Other priorities are supplies for schools and orphanages, as well as hygiene kits.
Jordanian Baptist leader Fawaz Ameish told Szilagyi that Baptists are working with the Jordanian Evangelical Committee for Relief and Development to care for “third-country nationals” originally from Somalia and Sudan who have crossed the border from Iraq into Jordan.
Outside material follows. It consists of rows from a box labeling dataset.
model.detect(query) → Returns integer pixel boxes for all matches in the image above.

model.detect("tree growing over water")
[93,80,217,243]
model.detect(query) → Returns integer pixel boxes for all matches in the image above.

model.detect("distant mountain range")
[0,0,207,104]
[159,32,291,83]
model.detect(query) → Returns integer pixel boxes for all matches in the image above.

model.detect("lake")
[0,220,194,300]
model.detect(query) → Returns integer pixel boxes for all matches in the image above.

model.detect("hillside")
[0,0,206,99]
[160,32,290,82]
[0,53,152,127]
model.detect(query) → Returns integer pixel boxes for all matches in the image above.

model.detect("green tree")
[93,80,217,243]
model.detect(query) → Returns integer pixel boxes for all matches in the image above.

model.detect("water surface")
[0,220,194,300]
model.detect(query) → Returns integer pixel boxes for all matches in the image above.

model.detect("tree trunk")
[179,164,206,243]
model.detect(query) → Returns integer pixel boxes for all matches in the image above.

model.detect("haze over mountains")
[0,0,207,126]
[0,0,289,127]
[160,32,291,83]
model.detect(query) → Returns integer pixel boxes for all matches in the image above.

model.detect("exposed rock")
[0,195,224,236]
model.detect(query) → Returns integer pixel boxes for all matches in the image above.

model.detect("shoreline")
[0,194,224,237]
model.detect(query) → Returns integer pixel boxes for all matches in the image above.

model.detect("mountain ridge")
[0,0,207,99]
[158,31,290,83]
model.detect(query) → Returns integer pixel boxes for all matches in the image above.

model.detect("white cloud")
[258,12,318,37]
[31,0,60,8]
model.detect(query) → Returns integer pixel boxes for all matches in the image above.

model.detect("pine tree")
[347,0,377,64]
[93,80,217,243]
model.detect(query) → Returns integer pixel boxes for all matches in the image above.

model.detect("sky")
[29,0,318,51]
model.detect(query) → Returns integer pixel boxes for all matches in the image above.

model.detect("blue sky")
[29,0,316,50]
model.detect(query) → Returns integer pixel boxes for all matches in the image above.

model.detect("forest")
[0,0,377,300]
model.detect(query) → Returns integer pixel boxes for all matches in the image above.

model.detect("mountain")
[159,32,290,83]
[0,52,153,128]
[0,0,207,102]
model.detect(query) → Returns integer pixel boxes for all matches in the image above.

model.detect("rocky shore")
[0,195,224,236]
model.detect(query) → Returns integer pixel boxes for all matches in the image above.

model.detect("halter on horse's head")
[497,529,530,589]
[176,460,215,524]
He said Jordanian Baptists want to do more but lack funds.
A Hungarian journalist accompanied Szilagyi to Amman and then journeyed into Baghdad. “There is little safe water, and the children of the orphanages and institutions for handicapped children are dispersed,” the journalist reported.
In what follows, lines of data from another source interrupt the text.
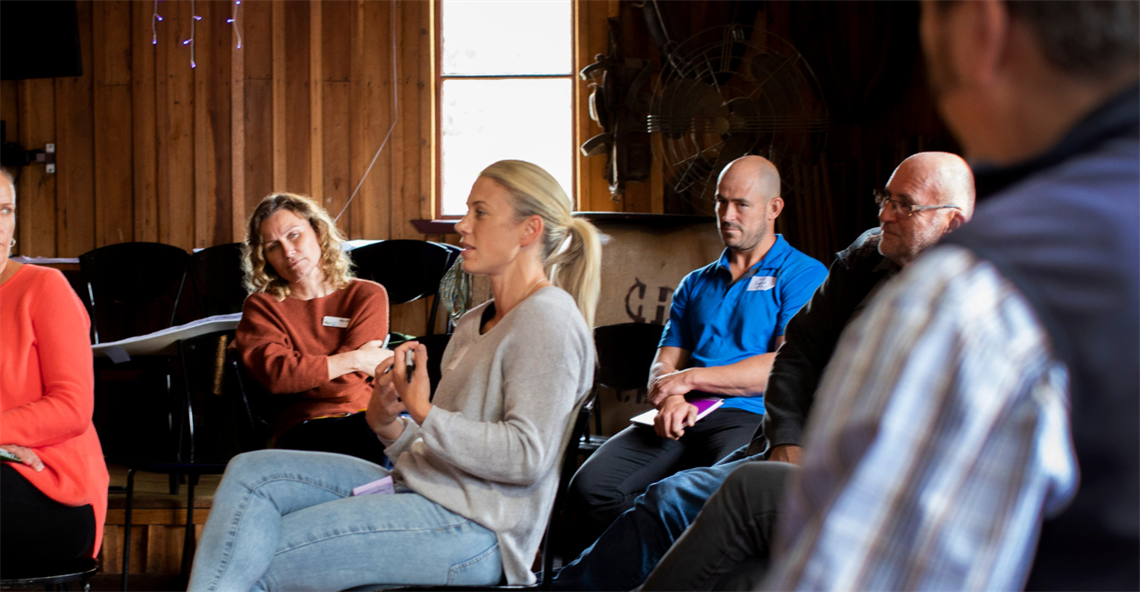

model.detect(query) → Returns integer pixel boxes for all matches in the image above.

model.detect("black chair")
[111,331,264,592]
[0,557,99,592]
[79,243,193,501]
[189,243,246,317]
[349,240,459,335]
[581,323,665,454]
[79,243,190,343]
[353,394,595,592]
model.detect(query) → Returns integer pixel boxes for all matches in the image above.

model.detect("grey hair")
[0,167,16,202]
[937,0,1140,79]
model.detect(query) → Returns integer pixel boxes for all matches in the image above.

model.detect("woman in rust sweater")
[237,193,392,464]
[0,169,107,570]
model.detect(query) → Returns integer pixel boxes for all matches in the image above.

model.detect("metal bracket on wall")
[41,144,56,175]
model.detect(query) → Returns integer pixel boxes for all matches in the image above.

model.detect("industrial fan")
[646,25,829,211]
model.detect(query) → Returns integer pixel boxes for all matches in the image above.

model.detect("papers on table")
[629,397,724,428]
[11,254,79,266]
[91,313,242,364]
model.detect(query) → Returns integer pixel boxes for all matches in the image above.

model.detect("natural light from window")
[440,0,575,216]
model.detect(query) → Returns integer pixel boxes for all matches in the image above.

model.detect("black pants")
[0,461,95,571]
[275,412,389,467]
[565,409,764,554]
[642,462,796,592]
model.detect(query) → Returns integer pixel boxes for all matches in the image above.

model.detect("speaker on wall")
[0,0,83,80]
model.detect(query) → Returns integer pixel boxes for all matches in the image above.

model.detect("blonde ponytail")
[479,161,602,327]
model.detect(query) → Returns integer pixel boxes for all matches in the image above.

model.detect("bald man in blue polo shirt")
[570,156,828,551]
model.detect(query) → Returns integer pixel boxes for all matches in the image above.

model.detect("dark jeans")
[554,446,765,592]
[0,461,95,571]
[274,412,389,467]
[567,409,764,554]
[644,462,796,592]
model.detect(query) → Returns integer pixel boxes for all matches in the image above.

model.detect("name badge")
[447,347,467,372]
[748,275,776,292]
[320,317,352,329]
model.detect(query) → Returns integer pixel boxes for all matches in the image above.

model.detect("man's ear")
[942,210,966,236]
[519,214,546,248]
[768,195,783,220]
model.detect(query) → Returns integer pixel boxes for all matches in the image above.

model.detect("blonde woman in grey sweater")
[189,161,601,591]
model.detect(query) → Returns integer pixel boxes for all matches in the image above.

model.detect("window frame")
[431,0,581,222]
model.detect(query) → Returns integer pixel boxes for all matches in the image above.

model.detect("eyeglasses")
[874,189,961,218]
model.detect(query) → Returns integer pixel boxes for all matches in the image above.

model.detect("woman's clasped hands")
[366,341,432,440]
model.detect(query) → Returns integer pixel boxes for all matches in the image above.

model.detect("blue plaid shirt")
[764,246,1078,591]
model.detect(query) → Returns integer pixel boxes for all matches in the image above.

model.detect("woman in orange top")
[0,169,108,568]
[237,193,392,464]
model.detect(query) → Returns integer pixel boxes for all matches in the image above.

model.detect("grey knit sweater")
[384,286,594,584]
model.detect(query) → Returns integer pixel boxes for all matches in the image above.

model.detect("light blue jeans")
[189,451,503,592]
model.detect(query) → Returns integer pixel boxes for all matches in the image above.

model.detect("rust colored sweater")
[237,279,388,436]
[0,263,108,557]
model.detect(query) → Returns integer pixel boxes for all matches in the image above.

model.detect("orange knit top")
[0,263,109,557]
[237,279,388,436]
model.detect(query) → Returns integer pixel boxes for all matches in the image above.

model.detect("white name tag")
[748,275,776,292]
[320,317,352,329]
[447,347,467,372]
[352,475,396,495]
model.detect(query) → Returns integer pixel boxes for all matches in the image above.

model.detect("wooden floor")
[100,465,221,591]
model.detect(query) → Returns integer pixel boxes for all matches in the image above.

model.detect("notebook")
[629,397,724,427]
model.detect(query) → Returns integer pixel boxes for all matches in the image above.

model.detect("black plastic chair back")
[79,243,190,343]
[226,349,284,441]
[349,240,459,334]
[178,331,267,464]
[0,557,99,590]
[594,323,665,390]
[190,243,246,317]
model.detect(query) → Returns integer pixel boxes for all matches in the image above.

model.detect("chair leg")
[121,469,135,592]
[181,475,198,578]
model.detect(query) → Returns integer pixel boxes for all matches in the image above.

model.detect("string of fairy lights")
[150,0,242,67]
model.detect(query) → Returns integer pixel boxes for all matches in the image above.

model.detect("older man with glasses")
[554,152,974,592]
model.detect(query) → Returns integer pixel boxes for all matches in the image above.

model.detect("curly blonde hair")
[242,193,352,302]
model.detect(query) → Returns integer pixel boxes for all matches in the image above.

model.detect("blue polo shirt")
[659,234,828,413]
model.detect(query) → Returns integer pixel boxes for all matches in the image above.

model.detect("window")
[437,0,576,217]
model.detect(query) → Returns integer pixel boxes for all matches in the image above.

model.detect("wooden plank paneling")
[320,1,353,226]
[349,0,394,238]
[285,0,312,195]
[190,0,214,249]
[229,1,247,242]
[92,0,135,246]
[309,0,325,202]
[0,80,19,141]
[272,0,288,192]
[207,0,237,246]
[242,2,274,211]
[131,0,158,242]
[55,0,95,257]
[15,79,58,257]
[156,0,196,250]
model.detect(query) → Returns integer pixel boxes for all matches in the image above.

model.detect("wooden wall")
[0,0,954,268]
[0,0,433,257]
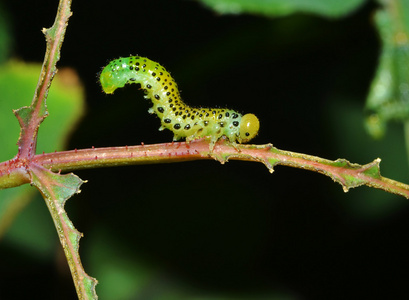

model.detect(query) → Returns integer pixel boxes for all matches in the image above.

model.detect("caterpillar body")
[100,56,260,149]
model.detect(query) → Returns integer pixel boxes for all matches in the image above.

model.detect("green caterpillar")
[100,56,260,149]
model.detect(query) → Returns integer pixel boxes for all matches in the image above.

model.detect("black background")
[0,0,409,299]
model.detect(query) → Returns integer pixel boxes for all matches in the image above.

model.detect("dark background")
[0,0,409,299]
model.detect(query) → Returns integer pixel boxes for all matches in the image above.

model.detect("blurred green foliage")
[200,0,366,17]
[0,0,408,300]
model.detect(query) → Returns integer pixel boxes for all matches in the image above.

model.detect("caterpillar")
[100,56,260,150]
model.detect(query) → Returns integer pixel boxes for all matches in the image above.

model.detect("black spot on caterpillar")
[100,56,260,149]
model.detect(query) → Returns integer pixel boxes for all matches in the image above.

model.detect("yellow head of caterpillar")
[238,114,260,143]
[100,56,260,149]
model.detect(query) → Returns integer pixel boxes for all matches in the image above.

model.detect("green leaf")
[30,163,98,299]
[365,1,409,138]
[0,61,84,243]
[197,0,365,17]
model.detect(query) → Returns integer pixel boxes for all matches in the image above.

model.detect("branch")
[0,139,409,198]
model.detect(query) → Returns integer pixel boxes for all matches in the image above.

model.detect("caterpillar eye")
[239,114,260,143]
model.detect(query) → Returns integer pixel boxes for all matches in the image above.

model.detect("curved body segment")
[100,56,260,147]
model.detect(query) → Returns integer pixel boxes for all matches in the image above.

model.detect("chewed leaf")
[0,60,84,240]
[30,164,98,299]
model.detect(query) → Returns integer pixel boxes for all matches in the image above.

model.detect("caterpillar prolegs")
[100,56,260,149]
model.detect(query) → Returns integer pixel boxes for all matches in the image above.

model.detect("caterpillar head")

The Baptist World Alliance, based in Falls Church, Va., is collecting donations from around the world for a fund designated BWAid’s Iraq / Middle East Appeal.
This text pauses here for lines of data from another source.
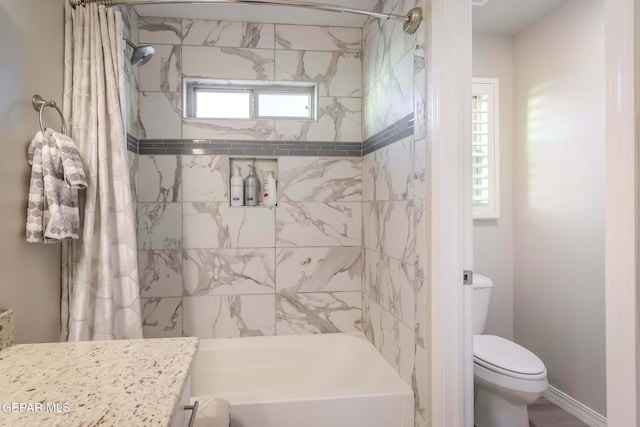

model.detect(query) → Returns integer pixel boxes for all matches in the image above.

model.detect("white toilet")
[472,274,549,427]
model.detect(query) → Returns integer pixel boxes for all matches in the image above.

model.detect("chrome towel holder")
[31,95,67,135]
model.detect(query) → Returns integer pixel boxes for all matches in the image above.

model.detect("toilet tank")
[471,273,493,335]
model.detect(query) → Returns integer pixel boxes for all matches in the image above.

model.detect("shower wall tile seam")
[363,291,416,332]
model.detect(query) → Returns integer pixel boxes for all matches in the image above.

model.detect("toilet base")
[474,388,529,427]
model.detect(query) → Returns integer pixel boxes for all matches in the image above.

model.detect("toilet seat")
[473,335,547,380]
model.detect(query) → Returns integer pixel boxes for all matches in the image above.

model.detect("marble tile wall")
[138,17,362,143]
[138,155,363,338]
[362,0,429,427]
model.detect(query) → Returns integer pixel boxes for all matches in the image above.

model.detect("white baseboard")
[544,385,607,427]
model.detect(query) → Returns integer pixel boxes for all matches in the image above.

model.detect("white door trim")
[427,0,473,427]
[427,0,640,427]
[605,0,640,427]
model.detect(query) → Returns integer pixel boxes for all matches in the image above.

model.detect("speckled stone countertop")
[0,338,198,427]
[0,310,13,350]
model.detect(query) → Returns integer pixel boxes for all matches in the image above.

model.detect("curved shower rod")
[69,0,422,34]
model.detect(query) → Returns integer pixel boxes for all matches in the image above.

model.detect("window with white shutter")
[471,78,500,219]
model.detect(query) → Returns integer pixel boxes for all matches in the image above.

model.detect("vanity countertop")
[0,338,198,427]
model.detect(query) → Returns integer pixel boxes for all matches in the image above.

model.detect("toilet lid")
[473,335,547,378]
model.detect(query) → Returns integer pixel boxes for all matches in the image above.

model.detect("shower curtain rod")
[69,0,422,34]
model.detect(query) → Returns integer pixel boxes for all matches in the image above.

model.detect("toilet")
[472,274,549,427]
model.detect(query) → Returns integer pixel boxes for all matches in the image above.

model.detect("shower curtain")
[60,3,142,341]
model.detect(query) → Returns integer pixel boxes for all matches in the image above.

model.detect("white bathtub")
[191,334,413,427]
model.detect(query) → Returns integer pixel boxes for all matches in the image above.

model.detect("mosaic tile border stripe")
[138,139,362,157]
[362,113,413,155]
[127,134,138,154]
[127,113,414,157]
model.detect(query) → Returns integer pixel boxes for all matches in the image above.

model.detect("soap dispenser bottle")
[262,169,278,206]
[244,165,260,206]
[230,166,244,206]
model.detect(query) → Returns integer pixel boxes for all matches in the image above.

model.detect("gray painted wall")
[0,0,64,343]
[513,0,606,414]
[473,34,513,340]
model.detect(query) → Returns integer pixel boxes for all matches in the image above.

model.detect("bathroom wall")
[473,34,514,340]
[138,18,362,338]
[362,1,430,426]
[0,0,65,343]
[513,0,606,414]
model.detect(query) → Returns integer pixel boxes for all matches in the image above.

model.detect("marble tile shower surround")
[138,18,362,142]
[138,155,362,337]
[132,5,430,427]
[362,0,430,427]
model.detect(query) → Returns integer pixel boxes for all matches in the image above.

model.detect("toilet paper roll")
[193,398,231,427]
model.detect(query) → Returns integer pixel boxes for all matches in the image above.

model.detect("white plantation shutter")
[471,78,500,219]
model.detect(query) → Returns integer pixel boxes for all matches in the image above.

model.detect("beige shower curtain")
[60,3,142,341]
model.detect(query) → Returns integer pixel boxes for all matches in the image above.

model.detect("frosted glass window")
[258,93,311,119]
[183,79,318,120]
[196,91,251,119]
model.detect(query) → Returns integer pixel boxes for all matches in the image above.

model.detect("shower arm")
[69,0,422,34]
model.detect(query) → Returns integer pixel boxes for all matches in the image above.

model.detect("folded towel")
[26,129,87,243]
[192,398,230,427]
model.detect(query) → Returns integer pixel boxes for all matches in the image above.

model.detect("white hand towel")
[193,398,230,427]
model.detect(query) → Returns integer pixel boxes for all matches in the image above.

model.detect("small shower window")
[184,80,317,120]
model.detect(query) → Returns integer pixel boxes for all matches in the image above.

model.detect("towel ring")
[31,95,67,135]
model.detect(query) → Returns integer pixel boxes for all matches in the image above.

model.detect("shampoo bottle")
[244,165,260,206]
[262,169,278,206]
[230,166,244,206]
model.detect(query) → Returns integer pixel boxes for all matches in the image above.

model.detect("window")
[471,78,500,219]
[184,80,317,120]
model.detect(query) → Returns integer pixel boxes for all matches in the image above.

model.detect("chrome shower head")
[125,40,156,67]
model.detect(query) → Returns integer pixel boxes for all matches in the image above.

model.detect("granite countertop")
[0,338,198,427]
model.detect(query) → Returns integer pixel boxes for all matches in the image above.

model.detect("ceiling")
[473,0,565,36]
[135,0,377,27]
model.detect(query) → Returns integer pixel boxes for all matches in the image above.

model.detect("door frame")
[426,0,640,427]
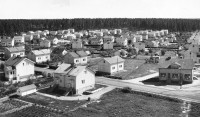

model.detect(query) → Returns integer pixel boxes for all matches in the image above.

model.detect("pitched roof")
[104,56,125,64]
[55,63,94,76]
[6,47,25,52]
[76,51,87,57]
[161,59,194,69]
[32,49,51,56]
[18,84,36,92]
[5,56,34,66]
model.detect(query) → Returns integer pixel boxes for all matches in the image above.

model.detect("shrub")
[121,87,132,93]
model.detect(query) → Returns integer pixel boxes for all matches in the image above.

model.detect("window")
[82,80,85,84]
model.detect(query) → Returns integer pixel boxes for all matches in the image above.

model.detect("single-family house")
[1,38,15,47]
[27,49,51,63]
[103,36,115,43]
[54,64,95,95]
[40,39,51,48]
[159,59,194,83]
[133,42,145,50]
[98,56,125,74]
[64,51,87,64]
[72,40,83,49]
[4,56,34,83]
[5,47,25,59]
[103,42,113,50]
[116,37,128,46]
[13,36,24,43]
[17,84,37,96]
[24,35,33,42]
[47,36,59,45]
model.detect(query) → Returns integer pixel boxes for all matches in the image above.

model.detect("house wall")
[16,60,34,81]
[159,68,193,82]
[76,69,95,94]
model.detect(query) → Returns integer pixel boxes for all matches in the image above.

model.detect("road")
[96,77,200,103]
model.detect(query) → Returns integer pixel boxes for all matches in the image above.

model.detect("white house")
[133,42,145,50]
[24,35,33,42]
[4,47,25,59]
[98,56,125,74]
[40,39,51,48]
[1,39,15,47]
[54,64,95,95]
[28,49,51,63]
[17,84,37,96]
[4,56,34,83]
[13,36,24,43]
[103,36,115,43]
[103,42,113,50]
[47,36,59,45]
[116,38,128,46]
[72,40,83,49]
[64,51,87,64]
“For the people of Iraq, despite a great deal of suffering, we can be thankful that the strife of war did not go on any longer,” said BWAid director Paul Montacute. “However, the needs are still enormous, and we have the opportunity of helping local Christians to care for all, irrespective of their race, creed or nationality; of sharing unconditional love with the people of Iraq.”
The BWA, a fellowship of 206 Baptist unions and conventions around the world, has already sent $10,000 for relief work among Iraqi refugees, with $5,000 going to the Jordan Baptist Convention and $5,000 to a network of churches in the Middle East.